C’est dans l’affrontement direct, non médiat, de la matière que le sujet va se mesurer à ses lois intrinsèques, aux problèmes prétendus techniques surgissant de sa manipulation, et aux réticences à l’évocation de certaines formes particulièrement impliquantes pour lui. Lorsque j’interviens pour étayer le travail d’un participant, sous certaines conditions que j’évoque longuement dans mes récits, c’est toujours dans un processus de communication qui se joue à un autre plan que celui de l’aide technique, qui est celui de la relation intertransférentielle.


3°) L’abstinence d’interprétations des contenus latents des productions. Ce qui n’exclut pas de ma part certaines interventions verbales (parfois plastiques) apportées dans le cours du travail de création, lorsque, d’une façon ou d’une autre, sollicité par la personne, il m’arrive de faire description purement narrative d’éléments posturaux ou émotionnels évoqués dans/par l’objet, énonciations qui fonctionnent à la manière de la reformulation rogerienne, comme surlignage empathique… des sortes de ponctuations telles que : “Il semble qu’il est très en colère” à propos d’un petit personnage dont le visage est crispé, les poings serrés... ou bien, à propos d’un couple tendrement enlacé : “Il semble que ces deux-là s’aiment beaucoup”, interventions qui ouvrent la plupart du temps à un court dialogue autour de, ou en prise sur l’objet.
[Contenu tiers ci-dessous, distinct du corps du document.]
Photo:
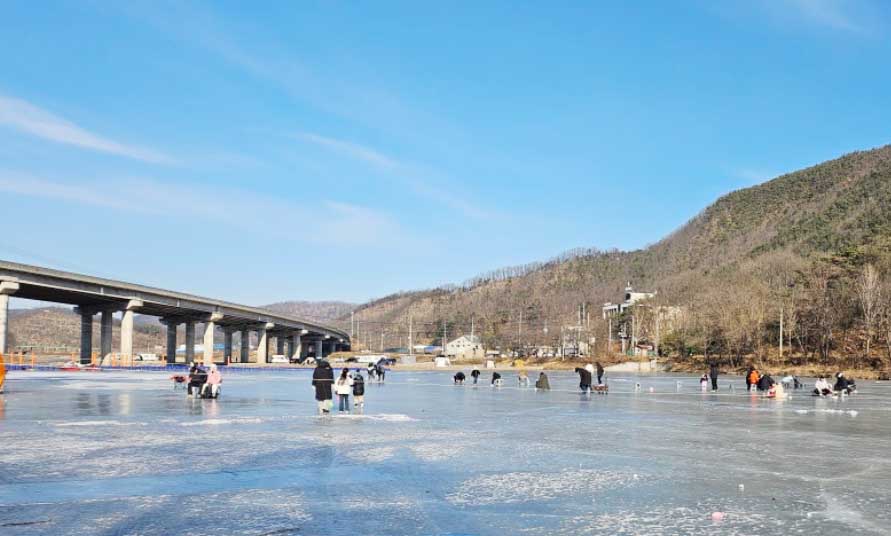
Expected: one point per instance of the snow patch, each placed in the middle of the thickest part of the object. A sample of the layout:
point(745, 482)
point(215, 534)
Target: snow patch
point(534, 486)
point(99, 423)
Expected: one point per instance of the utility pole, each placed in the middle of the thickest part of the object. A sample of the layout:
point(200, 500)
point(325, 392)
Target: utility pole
point(781, 332)
point(658, 334)
point(520, 333)
point(471, 327)
point(411, 341)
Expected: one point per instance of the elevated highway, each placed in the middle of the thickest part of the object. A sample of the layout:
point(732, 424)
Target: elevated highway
point(93, 296)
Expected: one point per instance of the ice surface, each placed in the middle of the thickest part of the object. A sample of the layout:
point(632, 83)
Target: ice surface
point(124, 453)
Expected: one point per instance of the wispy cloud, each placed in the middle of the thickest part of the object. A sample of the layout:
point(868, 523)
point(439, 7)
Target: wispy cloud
point(838, 15)
point(25, 117)
point(421, 180)
point(352, 150)
point(325, 222)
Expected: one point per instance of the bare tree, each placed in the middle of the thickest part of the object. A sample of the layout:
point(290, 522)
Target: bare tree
point(868, 294)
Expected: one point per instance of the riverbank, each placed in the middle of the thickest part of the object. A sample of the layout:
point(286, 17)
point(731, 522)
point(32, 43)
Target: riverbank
point(781, 369)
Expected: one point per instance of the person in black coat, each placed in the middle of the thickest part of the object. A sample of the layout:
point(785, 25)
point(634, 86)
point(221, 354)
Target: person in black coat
point(843, 385)
point(359, 389)
point(323, 380)
point(584, 379)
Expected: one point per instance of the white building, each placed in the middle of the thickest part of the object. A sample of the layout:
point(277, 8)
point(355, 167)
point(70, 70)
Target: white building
point(631, 298)
point(465, 348)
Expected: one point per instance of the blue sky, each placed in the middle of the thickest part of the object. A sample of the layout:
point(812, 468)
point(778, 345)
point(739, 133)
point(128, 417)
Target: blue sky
point(346, 150)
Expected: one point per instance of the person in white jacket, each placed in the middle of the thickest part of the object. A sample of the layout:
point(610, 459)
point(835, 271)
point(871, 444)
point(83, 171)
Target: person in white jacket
point(343, 386)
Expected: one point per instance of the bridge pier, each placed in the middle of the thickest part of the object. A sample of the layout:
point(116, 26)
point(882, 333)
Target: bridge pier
point(86, 336)
point(209, 331)
point(127, 327)
point(227, 345)
point(190, 341)
point(106, 324)
point(245, 346)
point(263, 346)
point(6, 289)
point(296, 346)
point(171, 341)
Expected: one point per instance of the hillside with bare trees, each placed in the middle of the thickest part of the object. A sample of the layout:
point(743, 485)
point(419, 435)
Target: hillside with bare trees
point(810, 247)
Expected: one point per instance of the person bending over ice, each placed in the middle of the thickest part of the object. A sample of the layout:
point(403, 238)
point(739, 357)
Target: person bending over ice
point(822, 387)
point(542, 382)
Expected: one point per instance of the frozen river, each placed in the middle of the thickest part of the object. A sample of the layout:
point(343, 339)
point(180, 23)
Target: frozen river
point(117, 453)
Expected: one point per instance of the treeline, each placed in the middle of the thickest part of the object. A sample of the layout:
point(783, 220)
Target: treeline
point(835, 310)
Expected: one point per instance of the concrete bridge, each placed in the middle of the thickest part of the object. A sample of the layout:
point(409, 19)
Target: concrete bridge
point(104, 297)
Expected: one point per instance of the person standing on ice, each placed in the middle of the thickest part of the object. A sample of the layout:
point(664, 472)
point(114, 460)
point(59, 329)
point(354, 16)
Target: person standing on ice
point(542, 382)
point(475, 374)
point(343, 387)
point(584, 379)
point(214, 380)
point(752, 377)
point(323, 381)
point(359, 390)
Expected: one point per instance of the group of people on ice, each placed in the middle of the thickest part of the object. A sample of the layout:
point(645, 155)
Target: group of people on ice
point(346, 384)
point(774, 389)
point(542, 383)
point(586, 375)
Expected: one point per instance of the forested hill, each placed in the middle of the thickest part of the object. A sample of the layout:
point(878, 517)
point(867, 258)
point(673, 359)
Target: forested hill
point(744, 239)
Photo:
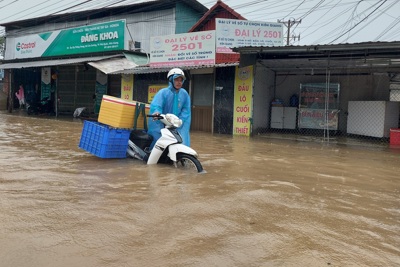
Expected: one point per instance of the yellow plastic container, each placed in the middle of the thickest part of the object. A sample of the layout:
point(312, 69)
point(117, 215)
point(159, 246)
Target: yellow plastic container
point(120, 113)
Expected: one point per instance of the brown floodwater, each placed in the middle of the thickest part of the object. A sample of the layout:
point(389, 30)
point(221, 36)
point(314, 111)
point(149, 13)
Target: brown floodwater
point(264, 201)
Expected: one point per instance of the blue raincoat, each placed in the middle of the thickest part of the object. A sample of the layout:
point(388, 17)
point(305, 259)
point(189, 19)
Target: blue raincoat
point(167, 100)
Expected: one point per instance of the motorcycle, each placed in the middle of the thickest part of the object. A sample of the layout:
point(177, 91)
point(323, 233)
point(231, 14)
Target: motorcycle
point(168, 148)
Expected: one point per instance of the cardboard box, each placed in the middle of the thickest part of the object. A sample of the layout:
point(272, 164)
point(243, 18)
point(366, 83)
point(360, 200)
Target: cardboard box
point(120, 113)
point(104, 141)
point(394, 136)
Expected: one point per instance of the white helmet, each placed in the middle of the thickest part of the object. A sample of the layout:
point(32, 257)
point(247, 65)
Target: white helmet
point(176, 71)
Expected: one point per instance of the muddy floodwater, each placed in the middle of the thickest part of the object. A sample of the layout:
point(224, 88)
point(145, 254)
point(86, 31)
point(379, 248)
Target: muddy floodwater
point(264, 201)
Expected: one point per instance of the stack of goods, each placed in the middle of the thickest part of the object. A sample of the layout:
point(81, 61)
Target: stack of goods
point(109, 136)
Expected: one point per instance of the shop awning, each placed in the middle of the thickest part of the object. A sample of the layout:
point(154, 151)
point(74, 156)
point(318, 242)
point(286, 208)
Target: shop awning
point(113, 64)
point(53, 62)
point(147, 69)
point(130, 61)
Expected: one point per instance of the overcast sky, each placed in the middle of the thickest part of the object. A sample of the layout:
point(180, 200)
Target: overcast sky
point(322, 21)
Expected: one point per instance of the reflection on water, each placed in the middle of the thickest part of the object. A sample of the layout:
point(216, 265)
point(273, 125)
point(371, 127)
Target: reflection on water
point(263, 202)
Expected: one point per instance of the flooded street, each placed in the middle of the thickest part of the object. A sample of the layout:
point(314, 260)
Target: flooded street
point(262, 202)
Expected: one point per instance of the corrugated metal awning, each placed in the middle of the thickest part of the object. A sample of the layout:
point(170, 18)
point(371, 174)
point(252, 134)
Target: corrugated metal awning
point(113, 64)
point(53, 62)
point(147, 69)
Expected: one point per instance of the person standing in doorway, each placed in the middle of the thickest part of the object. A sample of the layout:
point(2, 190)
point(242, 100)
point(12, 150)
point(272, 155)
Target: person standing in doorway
point(172, 99)
point(21, 96)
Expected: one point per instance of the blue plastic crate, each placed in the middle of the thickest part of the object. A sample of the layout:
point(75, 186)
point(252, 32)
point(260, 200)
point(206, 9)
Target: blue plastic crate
point(104, 141)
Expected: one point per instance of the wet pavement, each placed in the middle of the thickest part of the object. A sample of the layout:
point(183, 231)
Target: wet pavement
point(263, 202)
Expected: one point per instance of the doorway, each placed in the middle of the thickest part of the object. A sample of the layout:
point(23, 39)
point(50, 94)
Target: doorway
point(202, 102)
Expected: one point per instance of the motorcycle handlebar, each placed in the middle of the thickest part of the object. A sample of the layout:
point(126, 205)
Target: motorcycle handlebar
point(155, 116)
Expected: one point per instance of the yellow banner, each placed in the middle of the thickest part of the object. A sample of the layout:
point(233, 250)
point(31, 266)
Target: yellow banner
point(127, 86)
point(243, 101)
point(153, 89)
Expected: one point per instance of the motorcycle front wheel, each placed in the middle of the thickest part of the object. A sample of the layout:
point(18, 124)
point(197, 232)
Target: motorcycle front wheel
point(189, 163)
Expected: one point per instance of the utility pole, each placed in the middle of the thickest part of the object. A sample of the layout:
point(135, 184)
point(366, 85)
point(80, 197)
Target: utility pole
point(289, 24)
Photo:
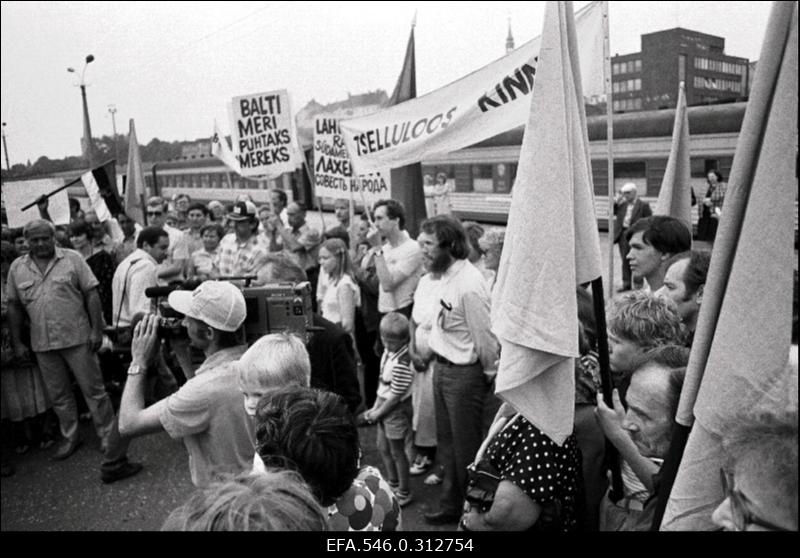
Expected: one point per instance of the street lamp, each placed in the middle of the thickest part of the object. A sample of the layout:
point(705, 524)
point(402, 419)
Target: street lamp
point(5, 147)
point(88, 145)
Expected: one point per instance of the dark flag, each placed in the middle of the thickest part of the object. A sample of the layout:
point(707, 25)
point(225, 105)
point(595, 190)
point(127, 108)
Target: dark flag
point(407, 181)
point(101, 185)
4°) La possible mise à disposition des personnes et du groupe, dans certaines situations intertransférentielles, de mon propre champ associatif traduit dans le langage de création qui est institué dans l’atelier. Le lecteur trouvera nombre d’illustrations de cette position dans  les aventures æsthétiques que je relate dans mon livre : "Argile vivante".
              
5°) L’ouverture, enfin, d’un espace analytique destiné à permettre aux participants d’explorer les incidences de l’expérience vécue de leur engagement dans le travail de création. Clarification des éprouvés actuels, des résonances émotionnelles, des retentissements psychiques...Il s’agit là d’une modalité d’analyse processuelle plutôt que de décryptage interprétatif des productions, sauf lorsque la personne s’engage spontanément elle-même dans cette aire d’exploration de son implication.
Par “analyse processuelle”, j’entends une certaine façon de nommer ce-qui-est-là, une façon de description littérale, dans le langage des zones érogènes du corps  (pour reprendre les termes de Françoise Dolto) tel qu’énoncé par le sujet ; de rendre compte de l’itinéraire
associatif formellement inscrit dans l’objet et des composants affectifs, émotionnels et psychiques lisibles “ à vue “, qui ont présidé (déterminé et accompagné) l’élaboration de l’œuvre.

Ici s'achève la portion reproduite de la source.